The therapeutic potential of dietary plants in modulating inflammation and carcinogenesis has garnered significant attention in recent years. Among these, Amaranthus species, widely cultivated as leafy vegetables and pseudocereals, are recognized for their rich profile of bioactive phytochemicals including flavonoids, phenolic acids, saponins, and betalains. Cyclooxygenase (COX) and lipoxygenase (LOX) enzymes are pivotal regulators of the arachidonic acid cascade, orchestrating the biosynthesis of pro-inflammatory eicosanoids such as prostaglandins and leukotrienes, which play critical roles in tumor initiation, progression, and metastasis. Emerging evidence suggests that Amaranthus-derived bioactives exert selective inhibition of COX-2 and 5-LOX isoforms through direct enzyme binding, modulation of transcriptional activity of NF-κB and AP-1, and epigenetic regulation of inflammatory genes.
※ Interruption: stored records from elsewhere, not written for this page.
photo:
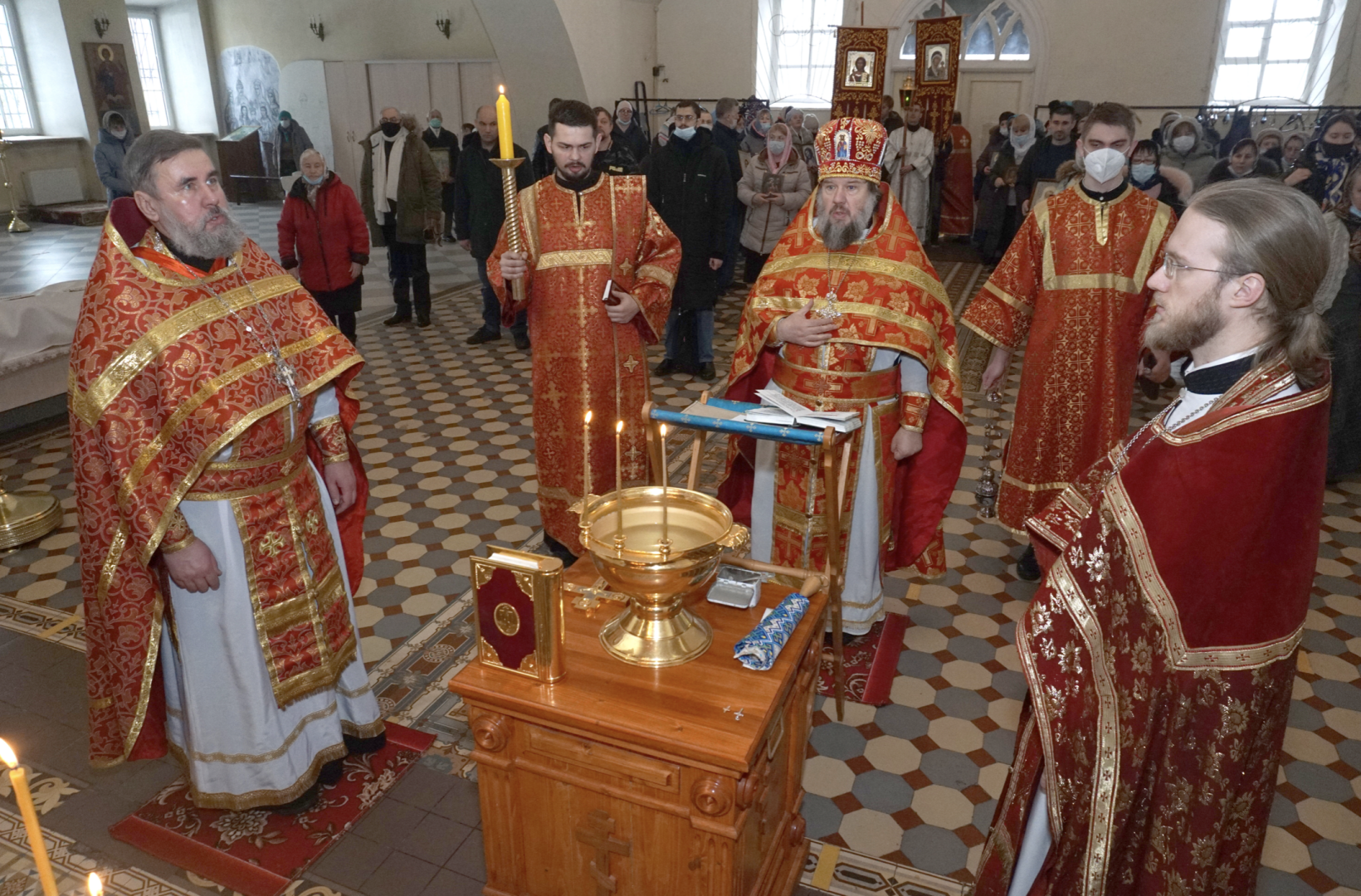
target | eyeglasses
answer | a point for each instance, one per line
(1171, 268)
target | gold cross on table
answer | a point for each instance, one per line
(597, 832)
(271, 544)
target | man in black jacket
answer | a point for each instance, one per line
(690, 185)
(440, 138)
(478, 212)
(725, 136)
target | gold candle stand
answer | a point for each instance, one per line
(510, 196)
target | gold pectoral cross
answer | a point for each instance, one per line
(597, 832)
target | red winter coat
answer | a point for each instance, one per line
(323, 241)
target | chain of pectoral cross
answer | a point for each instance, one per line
(283, 372)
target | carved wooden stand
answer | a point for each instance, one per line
(621, 781)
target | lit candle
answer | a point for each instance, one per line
(618, 481)
(666, 542)
(586, 457)
(504, 125)
(19, 779)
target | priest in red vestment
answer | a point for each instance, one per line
(1161, 649)
(848, 316)
(957, 187)
(584, 231)
(1073, 282)
(219, 496)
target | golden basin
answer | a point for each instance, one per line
(635, 559)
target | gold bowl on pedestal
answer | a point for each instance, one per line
(656, 630)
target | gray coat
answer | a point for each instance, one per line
(108, 161)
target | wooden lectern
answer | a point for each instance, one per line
(623, 781)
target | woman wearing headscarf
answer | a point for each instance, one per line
(324, 238)
(627, 132)
(1323, 166)
(773, 187)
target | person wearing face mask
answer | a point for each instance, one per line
(290, 142)
(690, 187)
(436, 136)
(771, 191)
(1073, 282)
(1339, 304)
(1323, 166)
(999, 210)
(1244, 161)
(1186, 149)
(110, 153)
(400, 192)
(754, 142)
(908, 163)
(324, 241)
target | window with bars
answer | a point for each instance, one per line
(802, 51)
(146, 45)
(991, 30)
(17, 109)
(1276, 48)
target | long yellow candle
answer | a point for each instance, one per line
(19, 779)
(504, 125)
(586, 457)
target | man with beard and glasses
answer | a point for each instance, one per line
(599, 265)
(1071, 289)
(848, 316)
(1160, 651)
(218, 487)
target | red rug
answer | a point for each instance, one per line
(871, 664)
(257, 853)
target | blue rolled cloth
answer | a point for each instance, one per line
(763, 645)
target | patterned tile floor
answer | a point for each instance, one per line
(903, 793)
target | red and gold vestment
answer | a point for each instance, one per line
(1074, 280)
(1160, 651)
(957, 187)
(163, 378)
(576, 242)
(889, 298)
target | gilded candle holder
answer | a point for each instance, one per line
(656, 630)
(510, 196)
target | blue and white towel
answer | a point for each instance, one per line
(763, 645)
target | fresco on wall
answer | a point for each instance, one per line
(110, 82)
(251, 79)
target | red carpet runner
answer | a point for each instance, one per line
(257, 853)
(870, 665)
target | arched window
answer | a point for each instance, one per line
(993, 30)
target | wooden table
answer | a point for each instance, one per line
(622, 781)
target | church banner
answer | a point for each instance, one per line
(861, 71)
(938, 71)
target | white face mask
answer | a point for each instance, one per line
(1104, 165)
These interactions attenuate prostaglandin E2 (PGE2) and leukotriene B4 (LTB4) production, thereby reducing chronic inflammation and oxidative stress that predispose to oncogenesis. Preclinical models demonstrate dose-dependent suppression of tumor multiplicity and growth in colorectal and mammary carcinogenesis following dietary supplementation with Amaranthus extracts. Additionally, synergistic interactions between polyphenols and betalains appear to enhance redox homeostasis, contributing to apoptosis induction, cell-cycle arrest, and inhibition of angiogenesis. This review integrates molecular insights from biochemical, cellular, and animal studies to establish a mechanistic framework for the role of Amaranthus bioactives in cancer chemoprevention. The findings highlight the translational potential of Amaranthus-based dietary interventions and functional food formulations as adjunctive strategies in cancer therapy, warranting further clinical validation and nutrigenomic exploration.